Principle component analysis (PCA) of sputum proteomes for PTB (red), LTBI (blue) and negative community controls (NCC, green). Two principle components explaining 15.8% and 14.1% of the variance among the groups are displayed. The data represent quantities of 432 human proteins. No separation of clusters is observed for the LTBI and NCC subjects while PTB datasets cluster separately.
Subset of differentially abundant proteins (PTB vs LTBI).

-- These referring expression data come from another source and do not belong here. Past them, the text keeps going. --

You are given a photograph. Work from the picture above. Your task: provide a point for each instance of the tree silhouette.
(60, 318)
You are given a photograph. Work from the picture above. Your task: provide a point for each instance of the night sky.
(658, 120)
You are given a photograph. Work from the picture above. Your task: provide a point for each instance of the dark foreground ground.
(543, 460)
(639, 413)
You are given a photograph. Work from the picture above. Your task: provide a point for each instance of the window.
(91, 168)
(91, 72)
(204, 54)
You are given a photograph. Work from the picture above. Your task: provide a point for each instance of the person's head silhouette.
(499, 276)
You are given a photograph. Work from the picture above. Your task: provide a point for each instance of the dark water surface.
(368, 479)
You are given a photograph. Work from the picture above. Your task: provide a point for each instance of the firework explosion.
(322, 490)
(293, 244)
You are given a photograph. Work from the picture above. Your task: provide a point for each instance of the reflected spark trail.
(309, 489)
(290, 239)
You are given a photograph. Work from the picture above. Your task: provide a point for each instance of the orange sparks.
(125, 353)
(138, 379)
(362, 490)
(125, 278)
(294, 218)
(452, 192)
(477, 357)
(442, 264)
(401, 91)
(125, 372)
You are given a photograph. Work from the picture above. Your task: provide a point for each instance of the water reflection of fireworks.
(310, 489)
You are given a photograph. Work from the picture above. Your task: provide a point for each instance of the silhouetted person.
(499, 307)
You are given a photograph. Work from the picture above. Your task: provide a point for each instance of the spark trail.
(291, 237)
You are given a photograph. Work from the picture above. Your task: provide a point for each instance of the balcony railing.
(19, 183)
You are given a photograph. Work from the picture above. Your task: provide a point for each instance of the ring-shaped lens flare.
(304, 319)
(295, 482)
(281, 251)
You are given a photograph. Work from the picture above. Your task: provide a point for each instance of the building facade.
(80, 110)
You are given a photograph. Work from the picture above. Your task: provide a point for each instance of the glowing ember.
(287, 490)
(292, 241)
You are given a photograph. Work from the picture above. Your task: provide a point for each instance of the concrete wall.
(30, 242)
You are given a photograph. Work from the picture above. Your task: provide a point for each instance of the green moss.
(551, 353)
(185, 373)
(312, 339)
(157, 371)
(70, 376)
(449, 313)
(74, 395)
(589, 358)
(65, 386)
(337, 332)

Volcano plot depicting protein abundance differences for the comparison of PTB and LTBI groups. Data are derived from sputum shotgun proteomic analyses. The unequal variance Welch t-test with multiple testing corrections was used in the Perseus software, and 103 proteins (marked with UniProt short names) had differences with a P-value < 0.01 and a fold change > 2. Red and blue dots denote proteins increased and decreased in the PTB group, respectively.
Gene Ontology (GO) biological process enrichments based on differentially abundant proteins (PTB vs. LTBI). The top-10 enriched terms and their significances (P-values) are plotted. The numbers placed next to a bar indicate the 16 proteins in our datasets belonging to that category. GO term analysis details are included in a worksheet of a Supplemental Dataset (File S5).
Protein network analysis and functional enrichment clusters. The network was built from 103 differentially abundant proteins comparing PTB and LTBI sample groups as input data and the String App in Cytoscape software. The score cut-off for interaction confidence was set to 0.4. Color coding is in accordance with the fold changes. Diamond shape depicts proteins associated with a response to stimulus. Protein clusters were annotated based on enrichment, a function embedded in Cytoscape.
3.4 α-1-Acid glycoproteins
Both complement system activation and negative regulation of endopeptidase activities are elements of the acute phase response. Proteins with these functions were increased in the PTB group (Figs. 3 and 4). In addition to ferritin, two isoforms of α-1-acid glycoprotein (α1-AGP), also named ORM1 and ORM2, had greater than 4.4-fold increases in the PTB group while no differences were measured comparing LTBI and NCC groups (Fig. 6). α1-AGP is released by alveolar macrophages during pulmonary inflammation [55], in addition to its secretion by hepatocytes into blood plasma. Western Blots for 18 sputum samples revealed a wide range of Mr values of α1-AGP and made proteomic data validation in a defined Mr range difficult (Supplementary File S6). But α1-AGP bands in PTB samples had overall higher staining intensities than LTBI and NCC samples.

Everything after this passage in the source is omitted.